According to tech statistics website Built With, more than 650,000 websites are already using reCaptcha v3; overall, there are at least 4.5 million websites use reCaptcha, including 25% of the top 10,000 sites. Google is also now testing an enterprise version of reCaptcha v3, where Google creates a customized reCaptcha for enterprises that are looking for more granular data about users’ risk levels to protect their site algorithms from malicious users and bots.
But this new, risk-score based system comes with a serious trade-off: users’ privacy.

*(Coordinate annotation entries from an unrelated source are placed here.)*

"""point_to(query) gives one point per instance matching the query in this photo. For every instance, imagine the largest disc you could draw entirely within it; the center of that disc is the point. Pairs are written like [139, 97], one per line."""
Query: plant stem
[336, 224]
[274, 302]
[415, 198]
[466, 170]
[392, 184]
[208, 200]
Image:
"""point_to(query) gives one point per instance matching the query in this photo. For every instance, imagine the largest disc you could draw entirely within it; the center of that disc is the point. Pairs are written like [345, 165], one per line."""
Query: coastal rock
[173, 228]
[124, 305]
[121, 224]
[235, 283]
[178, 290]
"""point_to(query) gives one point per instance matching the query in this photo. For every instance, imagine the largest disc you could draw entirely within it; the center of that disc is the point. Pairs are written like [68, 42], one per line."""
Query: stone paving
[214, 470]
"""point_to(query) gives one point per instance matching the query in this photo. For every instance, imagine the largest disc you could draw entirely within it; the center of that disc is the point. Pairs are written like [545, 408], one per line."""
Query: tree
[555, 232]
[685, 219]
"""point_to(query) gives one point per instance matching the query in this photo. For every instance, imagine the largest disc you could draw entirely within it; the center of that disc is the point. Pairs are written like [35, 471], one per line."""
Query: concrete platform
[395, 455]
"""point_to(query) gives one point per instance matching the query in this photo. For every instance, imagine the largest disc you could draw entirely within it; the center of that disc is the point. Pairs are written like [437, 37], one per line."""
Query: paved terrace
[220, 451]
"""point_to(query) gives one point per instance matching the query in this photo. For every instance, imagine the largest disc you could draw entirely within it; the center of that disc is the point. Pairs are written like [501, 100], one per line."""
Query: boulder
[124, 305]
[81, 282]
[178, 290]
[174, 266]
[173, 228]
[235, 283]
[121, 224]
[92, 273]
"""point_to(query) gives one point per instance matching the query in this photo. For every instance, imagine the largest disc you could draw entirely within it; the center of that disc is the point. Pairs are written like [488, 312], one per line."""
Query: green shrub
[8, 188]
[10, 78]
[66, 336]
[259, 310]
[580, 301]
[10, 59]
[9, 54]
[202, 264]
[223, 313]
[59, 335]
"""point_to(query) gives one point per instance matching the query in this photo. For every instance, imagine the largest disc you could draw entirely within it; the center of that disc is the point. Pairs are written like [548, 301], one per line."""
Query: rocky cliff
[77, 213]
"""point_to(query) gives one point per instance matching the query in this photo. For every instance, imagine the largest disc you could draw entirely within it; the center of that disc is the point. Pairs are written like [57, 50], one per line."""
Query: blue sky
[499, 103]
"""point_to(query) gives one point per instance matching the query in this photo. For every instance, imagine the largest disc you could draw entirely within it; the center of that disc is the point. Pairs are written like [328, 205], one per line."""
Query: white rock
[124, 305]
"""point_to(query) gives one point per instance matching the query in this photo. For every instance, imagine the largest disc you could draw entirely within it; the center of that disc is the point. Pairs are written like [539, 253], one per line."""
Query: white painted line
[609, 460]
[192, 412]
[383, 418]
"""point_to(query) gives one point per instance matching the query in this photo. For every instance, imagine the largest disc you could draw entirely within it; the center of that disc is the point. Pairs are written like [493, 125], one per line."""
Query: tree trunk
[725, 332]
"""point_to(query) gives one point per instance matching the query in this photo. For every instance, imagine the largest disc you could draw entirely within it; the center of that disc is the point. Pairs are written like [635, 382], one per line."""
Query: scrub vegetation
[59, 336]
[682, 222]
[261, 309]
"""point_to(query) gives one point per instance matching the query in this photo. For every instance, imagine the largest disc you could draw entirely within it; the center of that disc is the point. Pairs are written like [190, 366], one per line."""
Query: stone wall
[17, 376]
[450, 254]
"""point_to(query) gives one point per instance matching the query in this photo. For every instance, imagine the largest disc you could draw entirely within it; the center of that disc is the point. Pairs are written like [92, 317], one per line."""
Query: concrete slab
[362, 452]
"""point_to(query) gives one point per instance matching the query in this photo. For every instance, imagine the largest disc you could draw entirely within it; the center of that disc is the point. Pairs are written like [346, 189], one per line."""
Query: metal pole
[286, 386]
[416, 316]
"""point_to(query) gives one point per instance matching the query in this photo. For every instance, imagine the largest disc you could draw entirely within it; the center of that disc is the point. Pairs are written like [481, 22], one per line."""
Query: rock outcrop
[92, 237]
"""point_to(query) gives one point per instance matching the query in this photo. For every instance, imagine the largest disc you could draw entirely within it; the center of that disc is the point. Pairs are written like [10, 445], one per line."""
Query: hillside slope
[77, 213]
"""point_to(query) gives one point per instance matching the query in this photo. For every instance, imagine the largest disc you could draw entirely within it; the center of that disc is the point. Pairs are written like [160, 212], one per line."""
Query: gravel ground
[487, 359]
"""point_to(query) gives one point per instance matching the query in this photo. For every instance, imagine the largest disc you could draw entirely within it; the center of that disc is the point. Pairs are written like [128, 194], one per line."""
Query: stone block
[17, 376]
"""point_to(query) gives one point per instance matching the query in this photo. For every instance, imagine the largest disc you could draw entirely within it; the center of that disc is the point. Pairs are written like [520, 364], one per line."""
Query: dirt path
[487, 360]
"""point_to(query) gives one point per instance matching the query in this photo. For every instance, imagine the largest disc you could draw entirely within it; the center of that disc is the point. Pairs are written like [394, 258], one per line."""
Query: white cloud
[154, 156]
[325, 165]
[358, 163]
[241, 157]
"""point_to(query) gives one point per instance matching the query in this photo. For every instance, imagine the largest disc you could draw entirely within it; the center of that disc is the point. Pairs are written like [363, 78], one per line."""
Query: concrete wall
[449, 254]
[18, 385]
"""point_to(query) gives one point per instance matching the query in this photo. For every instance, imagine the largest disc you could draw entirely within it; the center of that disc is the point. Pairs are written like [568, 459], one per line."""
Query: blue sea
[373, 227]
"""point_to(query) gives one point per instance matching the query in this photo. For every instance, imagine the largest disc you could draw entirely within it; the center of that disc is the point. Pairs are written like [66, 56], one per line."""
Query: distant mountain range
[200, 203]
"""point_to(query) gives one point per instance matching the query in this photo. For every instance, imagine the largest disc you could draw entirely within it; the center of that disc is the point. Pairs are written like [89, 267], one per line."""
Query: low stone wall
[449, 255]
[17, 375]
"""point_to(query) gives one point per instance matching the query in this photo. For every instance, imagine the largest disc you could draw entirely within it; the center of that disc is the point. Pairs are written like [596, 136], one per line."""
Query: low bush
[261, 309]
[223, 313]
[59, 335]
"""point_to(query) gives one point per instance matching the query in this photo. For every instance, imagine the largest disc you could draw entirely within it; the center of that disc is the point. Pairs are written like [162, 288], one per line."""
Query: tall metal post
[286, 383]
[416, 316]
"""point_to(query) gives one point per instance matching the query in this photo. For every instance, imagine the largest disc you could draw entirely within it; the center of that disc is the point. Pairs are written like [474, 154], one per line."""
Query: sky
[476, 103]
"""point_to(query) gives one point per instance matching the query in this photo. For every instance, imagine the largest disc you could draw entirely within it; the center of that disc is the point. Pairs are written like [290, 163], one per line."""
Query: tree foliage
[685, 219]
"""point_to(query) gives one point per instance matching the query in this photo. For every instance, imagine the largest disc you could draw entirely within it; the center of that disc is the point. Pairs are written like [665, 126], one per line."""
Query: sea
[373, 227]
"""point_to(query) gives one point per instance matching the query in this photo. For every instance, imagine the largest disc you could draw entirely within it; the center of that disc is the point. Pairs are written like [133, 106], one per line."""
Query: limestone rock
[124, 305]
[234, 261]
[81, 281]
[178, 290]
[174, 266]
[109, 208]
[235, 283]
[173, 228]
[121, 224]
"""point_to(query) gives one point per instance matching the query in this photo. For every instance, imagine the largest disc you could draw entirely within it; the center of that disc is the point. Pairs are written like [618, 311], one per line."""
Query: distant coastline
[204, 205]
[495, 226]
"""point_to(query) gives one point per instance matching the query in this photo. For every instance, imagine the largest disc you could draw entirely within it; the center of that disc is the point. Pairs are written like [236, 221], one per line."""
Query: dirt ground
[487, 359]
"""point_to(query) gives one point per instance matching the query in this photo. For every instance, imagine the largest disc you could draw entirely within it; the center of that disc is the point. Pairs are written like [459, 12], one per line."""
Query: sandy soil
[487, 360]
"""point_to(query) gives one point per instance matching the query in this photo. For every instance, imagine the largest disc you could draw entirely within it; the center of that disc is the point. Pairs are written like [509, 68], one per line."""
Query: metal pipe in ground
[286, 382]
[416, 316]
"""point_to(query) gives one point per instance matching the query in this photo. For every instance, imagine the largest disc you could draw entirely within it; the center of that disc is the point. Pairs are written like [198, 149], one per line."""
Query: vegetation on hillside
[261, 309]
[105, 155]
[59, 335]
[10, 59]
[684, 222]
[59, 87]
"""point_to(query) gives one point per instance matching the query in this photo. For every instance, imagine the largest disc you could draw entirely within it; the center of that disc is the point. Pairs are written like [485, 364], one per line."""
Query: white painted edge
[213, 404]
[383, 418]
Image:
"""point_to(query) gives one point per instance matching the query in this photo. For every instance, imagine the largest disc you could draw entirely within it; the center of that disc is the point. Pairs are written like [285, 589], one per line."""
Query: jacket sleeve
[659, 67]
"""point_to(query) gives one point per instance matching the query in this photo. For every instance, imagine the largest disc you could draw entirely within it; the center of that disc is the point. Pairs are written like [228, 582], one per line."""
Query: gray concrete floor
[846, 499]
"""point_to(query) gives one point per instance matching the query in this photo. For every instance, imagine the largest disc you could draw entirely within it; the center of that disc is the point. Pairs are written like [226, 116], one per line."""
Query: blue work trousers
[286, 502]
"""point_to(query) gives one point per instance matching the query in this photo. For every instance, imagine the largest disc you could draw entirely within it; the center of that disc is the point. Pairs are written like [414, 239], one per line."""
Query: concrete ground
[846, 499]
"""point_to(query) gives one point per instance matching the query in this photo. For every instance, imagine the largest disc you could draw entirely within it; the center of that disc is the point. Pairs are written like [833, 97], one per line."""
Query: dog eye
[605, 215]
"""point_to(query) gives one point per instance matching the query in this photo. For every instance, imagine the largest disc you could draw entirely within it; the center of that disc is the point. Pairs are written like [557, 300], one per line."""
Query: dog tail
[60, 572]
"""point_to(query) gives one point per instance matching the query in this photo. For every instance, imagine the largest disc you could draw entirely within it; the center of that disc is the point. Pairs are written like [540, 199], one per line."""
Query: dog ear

According to two security researchers who’ve studied reCaptcha, one of the ways that Google determines whether you’re a malicious user or not is whether you already have a Google cookie installed on your browser. It’s the same cookie that allows you to open new tabs in your browser and not have to re-log in to your Google account every time. But according to Mohamed Akrout, a computer science PhD student at the University of Toronto who has studied reCaptcha, it appears that Google is also using its cookies to determine whether someone is a human in reCaptcha v3 tests. Akrout wrote in an April paper about how reCaptcha v3 simulations that ran on a browser with a connected Google account received lower risk scores than browsers without a connected Google account. “If you have a Google account it’s more likely you are human,” he says. Google did not respond to questions about the role that Google cookies play in reCaptcha.
With reCaptcha v3, technology consultant Marcos Perona and Akrout’s tests both found that their reCaptcha scores were always low risk when they visited a test website on a browser where they were already logged into a Google account. Alternatively, if they went to the test website from a private browser like Tor or a VPN, their scores were high risk.
To make this risk-score system work accurately, website administrators are supposed to embed reCaptcha v3 code on all of the pages of their website, not just on forms or log-in pages. Then, reCaptcha learns over time how their website’s users typically act, helping the machine learning algorithm underlying it to generate more accurate risk scores. Because reCaptcha v3 is likely to be on every page of a website, if you’re signed into your Google account there’s a chance Google is getting data about every single webpage you go to that is embedded with reCaptcha v3—and there many be no visual indication on the site that it’s happening, beyond a small reCaptcha logo hidden in the corner.